Pour éviter les raccourcis faciles et les analyses simplistes, Amos Gitai s’intéresse, depuis toujours, aux habitants et non aux hautes autorités. Et, à ce niveau, il voit aujourd’hui une chose nouvelle et encourageante : Israéliens et Palestiniens commencent à réaliser leur présence respective. Ils doivent désormais réaliser qu’ils ont une mémoire commune sur un même lieu. Et, c’est ce à quoi Amos Gitai travaille avec Home, "trilogie biographique" d’une maison de Jérusalem anciennement habitée par des Palestiniens, puis passée aux mains de propriétaires Israéliens.

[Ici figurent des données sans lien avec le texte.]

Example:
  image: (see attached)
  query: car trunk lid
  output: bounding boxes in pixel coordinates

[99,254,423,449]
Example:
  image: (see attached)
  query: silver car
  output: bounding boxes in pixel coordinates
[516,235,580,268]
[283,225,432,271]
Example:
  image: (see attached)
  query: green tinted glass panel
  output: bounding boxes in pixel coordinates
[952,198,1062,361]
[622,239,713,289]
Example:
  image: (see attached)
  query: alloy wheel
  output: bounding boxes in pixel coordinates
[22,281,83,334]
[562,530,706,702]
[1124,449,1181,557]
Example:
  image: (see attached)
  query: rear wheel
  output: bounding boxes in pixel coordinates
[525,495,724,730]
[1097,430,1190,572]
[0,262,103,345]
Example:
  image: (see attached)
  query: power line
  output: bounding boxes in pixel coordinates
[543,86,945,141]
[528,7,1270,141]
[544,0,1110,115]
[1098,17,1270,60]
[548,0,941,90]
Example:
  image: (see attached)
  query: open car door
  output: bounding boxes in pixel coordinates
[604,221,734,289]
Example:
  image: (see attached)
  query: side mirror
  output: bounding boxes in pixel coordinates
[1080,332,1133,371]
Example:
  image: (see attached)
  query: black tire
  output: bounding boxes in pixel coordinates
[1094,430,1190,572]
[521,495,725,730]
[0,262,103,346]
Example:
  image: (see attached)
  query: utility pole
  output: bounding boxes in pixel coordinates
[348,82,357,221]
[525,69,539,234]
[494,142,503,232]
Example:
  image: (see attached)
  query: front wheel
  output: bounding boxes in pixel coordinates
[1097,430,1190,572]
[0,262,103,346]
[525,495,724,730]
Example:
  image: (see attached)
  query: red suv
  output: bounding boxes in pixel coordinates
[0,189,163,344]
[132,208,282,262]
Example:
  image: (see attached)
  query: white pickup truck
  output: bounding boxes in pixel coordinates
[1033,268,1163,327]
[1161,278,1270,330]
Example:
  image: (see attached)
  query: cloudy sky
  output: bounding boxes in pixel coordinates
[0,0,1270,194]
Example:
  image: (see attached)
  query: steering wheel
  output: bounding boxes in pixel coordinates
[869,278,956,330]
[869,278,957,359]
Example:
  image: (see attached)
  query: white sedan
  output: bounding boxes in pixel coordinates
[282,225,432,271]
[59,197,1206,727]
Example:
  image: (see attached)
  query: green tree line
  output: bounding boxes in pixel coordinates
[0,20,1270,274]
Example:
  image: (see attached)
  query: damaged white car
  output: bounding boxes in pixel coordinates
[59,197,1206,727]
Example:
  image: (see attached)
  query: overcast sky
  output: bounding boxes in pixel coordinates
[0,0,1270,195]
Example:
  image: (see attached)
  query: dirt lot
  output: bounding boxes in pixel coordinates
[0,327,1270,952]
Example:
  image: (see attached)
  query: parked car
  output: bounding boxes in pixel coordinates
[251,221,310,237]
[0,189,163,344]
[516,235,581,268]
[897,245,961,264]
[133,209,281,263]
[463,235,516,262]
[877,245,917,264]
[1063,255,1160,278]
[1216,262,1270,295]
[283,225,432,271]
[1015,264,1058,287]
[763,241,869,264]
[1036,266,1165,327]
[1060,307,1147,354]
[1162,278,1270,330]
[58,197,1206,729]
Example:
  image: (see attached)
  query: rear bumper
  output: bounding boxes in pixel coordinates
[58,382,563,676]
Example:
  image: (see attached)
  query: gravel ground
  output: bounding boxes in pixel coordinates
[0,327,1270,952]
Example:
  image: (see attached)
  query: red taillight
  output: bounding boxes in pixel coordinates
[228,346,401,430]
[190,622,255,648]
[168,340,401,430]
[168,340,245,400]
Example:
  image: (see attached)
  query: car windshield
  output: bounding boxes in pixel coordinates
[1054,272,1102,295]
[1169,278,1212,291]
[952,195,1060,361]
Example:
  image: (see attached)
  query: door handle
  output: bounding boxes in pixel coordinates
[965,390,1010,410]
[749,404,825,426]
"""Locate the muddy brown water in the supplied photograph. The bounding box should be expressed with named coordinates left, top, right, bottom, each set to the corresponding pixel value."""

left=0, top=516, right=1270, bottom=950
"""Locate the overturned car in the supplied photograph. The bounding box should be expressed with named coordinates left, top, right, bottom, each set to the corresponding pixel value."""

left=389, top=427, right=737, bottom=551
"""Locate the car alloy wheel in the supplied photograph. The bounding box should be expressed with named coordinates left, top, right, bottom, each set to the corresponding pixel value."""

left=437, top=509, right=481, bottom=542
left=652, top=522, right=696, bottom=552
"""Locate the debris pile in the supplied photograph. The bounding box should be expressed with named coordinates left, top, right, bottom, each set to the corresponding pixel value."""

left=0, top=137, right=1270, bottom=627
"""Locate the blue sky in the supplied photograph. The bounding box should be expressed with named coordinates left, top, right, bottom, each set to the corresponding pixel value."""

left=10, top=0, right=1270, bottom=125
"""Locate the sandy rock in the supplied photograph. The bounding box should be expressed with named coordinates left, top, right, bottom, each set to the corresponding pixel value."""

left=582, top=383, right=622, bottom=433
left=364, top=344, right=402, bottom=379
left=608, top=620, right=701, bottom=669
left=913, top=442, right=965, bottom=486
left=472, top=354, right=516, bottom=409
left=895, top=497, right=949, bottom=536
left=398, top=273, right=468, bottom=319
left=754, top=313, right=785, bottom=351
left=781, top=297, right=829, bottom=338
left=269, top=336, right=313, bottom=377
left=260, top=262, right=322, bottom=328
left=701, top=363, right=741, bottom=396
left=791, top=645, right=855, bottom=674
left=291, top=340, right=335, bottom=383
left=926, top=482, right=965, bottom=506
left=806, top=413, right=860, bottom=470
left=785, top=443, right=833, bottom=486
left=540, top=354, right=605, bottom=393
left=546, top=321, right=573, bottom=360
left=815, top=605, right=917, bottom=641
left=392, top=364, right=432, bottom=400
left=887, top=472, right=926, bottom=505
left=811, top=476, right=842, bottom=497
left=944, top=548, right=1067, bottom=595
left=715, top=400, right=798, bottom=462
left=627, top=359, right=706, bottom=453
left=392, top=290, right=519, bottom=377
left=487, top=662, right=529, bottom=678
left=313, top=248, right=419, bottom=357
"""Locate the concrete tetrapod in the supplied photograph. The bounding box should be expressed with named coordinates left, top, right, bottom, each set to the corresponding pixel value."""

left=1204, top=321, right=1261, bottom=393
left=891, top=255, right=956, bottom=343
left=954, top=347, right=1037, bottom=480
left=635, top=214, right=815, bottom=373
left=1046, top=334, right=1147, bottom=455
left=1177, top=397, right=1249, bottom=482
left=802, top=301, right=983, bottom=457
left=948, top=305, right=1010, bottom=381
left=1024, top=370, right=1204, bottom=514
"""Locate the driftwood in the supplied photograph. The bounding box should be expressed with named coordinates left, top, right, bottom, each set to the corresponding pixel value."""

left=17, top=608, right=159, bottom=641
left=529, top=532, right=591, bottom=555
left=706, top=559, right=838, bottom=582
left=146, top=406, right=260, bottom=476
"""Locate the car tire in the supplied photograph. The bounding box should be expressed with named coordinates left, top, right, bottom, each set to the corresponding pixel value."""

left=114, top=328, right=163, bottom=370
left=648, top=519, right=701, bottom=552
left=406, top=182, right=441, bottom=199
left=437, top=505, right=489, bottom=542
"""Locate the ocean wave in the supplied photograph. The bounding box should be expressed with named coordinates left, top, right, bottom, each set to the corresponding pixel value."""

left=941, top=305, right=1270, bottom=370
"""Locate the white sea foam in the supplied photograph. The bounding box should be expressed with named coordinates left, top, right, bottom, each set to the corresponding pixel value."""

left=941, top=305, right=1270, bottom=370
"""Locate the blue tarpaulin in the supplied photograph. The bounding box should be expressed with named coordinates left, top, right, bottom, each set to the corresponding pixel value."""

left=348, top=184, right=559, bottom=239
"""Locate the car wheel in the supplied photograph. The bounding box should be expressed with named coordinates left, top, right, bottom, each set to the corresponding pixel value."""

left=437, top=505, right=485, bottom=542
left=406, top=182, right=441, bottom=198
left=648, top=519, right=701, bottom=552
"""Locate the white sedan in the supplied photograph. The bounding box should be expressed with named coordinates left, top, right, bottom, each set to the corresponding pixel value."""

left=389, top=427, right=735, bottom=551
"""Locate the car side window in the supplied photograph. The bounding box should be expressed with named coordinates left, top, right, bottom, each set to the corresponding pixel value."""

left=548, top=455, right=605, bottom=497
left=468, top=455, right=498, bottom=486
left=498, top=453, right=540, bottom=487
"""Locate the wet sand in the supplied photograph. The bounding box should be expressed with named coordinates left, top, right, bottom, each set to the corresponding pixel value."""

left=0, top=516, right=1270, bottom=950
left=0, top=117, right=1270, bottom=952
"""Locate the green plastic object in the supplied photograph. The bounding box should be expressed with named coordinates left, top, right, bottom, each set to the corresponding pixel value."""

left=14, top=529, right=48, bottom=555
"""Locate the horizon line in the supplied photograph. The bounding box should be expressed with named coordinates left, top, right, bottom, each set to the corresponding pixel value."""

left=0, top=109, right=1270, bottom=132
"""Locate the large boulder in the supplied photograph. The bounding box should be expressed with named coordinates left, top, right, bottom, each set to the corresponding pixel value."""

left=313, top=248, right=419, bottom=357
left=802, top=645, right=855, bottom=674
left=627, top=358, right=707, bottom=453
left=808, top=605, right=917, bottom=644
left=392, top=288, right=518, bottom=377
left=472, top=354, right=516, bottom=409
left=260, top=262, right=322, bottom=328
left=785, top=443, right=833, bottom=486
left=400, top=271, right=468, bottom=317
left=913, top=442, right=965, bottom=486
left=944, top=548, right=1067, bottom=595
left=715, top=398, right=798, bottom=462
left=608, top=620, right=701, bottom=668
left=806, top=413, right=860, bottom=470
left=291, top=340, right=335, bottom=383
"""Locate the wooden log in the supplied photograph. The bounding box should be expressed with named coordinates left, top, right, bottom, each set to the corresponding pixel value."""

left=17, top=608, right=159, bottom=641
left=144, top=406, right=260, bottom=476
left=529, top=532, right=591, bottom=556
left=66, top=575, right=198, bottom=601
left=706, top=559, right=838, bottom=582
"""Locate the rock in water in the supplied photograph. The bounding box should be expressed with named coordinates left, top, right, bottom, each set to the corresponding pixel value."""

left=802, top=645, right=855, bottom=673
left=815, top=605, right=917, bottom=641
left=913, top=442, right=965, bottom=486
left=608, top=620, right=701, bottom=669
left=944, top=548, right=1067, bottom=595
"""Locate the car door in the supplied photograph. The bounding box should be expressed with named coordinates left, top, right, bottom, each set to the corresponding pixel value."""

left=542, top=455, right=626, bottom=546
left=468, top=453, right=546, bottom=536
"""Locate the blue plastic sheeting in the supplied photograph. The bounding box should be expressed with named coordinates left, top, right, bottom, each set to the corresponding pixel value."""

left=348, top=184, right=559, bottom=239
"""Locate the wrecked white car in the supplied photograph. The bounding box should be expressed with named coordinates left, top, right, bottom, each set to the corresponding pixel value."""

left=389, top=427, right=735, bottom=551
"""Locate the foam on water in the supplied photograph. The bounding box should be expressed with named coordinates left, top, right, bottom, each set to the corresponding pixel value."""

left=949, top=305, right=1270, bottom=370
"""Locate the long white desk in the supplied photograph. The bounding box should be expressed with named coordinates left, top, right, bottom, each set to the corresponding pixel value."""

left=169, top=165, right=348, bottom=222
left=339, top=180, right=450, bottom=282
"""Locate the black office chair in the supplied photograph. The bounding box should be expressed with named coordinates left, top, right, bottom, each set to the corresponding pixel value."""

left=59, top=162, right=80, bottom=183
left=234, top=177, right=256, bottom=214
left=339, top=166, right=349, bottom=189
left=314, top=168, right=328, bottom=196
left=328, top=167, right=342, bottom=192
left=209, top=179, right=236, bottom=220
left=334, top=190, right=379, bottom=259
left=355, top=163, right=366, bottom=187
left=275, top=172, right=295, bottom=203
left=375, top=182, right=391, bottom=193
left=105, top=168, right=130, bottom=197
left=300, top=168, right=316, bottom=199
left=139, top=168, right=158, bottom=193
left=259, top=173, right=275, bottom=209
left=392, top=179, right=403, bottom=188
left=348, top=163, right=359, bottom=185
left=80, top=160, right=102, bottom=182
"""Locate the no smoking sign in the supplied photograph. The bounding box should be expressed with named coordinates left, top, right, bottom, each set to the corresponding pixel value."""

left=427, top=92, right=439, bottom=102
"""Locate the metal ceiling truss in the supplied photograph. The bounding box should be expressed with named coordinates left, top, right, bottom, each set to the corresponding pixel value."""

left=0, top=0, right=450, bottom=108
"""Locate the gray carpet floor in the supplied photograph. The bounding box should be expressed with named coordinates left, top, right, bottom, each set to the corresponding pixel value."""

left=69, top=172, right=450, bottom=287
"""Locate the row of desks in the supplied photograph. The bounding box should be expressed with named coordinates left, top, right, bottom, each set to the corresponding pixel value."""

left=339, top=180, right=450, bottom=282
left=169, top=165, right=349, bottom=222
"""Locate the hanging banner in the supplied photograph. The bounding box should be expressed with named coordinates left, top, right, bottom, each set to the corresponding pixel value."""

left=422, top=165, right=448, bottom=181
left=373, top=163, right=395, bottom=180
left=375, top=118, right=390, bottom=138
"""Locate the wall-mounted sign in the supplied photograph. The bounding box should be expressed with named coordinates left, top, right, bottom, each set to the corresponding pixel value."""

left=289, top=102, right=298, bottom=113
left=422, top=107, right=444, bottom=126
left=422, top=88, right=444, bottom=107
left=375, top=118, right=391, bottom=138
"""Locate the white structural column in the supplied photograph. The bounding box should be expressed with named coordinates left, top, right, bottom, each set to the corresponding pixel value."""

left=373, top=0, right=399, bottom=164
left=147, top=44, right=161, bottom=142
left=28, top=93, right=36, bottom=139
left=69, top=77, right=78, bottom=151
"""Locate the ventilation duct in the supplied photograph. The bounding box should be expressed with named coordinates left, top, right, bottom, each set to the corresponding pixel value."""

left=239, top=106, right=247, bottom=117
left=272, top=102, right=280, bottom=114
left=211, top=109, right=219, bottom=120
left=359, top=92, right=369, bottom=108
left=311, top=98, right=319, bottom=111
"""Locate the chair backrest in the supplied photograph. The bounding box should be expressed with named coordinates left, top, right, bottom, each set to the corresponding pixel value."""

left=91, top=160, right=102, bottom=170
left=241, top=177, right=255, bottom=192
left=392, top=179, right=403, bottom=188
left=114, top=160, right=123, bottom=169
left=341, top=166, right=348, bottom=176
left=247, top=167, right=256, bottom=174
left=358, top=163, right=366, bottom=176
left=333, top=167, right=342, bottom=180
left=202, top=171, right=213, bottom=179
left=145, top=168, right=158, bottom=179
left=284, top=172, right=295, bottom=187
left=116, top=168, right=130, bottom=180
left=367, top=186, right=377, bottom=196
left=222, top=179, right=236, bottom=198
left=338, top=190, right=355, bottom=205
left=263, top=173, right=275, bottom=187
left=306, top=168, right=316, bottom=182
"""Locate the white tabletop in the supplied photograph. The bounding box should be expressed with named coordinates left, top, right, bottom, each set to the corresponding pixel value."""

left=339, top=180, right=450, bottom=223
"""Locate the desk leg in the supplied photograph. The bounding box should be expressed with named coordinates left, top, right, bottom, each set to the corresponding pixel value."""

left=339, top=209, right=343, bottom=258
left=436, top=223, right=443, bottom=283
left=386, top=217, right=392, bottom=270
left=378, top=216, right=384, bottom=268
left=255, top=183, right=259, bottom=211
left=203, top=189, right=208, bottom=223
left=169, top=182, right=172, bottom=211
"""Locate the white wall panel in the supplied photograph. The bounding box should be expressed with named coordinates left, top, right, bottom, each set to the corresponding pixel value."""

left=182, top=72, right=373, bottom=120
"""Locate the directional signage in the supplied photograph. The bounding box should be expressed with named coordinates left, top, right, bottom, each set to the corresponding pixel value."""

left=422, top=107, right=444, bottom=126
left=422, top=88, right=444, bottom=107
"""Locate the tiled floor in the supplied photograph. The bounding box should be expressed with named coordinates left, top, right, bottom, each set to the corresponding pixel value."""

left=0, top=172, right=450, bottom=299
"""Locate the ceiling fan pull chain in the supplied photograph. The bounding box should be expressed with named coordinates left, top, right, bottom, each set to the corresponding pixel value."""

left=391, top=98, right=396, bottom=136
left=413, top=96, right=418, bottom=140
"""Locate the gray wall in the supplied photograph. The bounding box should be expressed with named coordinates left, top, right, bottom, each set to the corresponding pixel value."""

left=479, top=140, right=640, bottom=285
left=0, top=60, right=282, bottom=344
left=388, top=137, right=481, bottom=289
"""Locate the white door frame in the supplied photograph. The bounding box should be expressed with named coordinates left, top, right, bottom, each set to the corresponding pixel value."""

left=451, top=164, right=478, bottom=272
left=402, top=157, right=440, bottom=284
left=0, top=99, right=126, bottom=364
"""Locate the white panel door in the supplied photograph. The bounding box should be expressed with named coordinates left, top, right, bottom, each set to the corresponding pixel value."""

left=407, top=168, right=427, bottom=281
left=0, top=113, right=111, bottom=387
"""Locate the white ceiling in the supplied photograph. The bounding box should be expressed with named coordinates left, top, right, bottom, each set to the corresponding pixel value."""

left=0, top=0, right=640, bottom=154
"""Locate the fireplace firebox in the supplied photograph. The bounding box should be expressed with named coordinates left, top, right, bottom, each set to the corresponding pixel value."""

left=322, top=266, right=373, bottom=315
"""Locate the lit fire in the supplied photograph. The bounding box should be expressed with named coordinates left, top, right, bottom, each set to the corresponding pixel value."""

Une définition activiste de l’optimisme
Amos Gitaï se veut donc optimiste, tout en reconnaissant qu'il s'agit là d'une attitude volontariste. "L’optimisme est une projection de la volonté humaine dans une situation", assure-t-il. Volontaire, cette posture devient activiste. Amos Gitai aime son pays, même s’il "hait certaines choses qui sont faites en son nom ou avec lui". Et, c’est pour cela qu’il joue l’agitateur en son propre pays.
La plupart de ses travaux, aujourd'hui, sont censurés par le gouvernement israélien. Cela ne l’ébranle en rien. Il y a certaines personnes à qui il préfère ne pas plaire, dit-il. En cette semaine commémoratrice du coup d’Etat de Franco - qu’il mentionne - il lâche : "Je pense que le politiquement correct est le pire des poisons".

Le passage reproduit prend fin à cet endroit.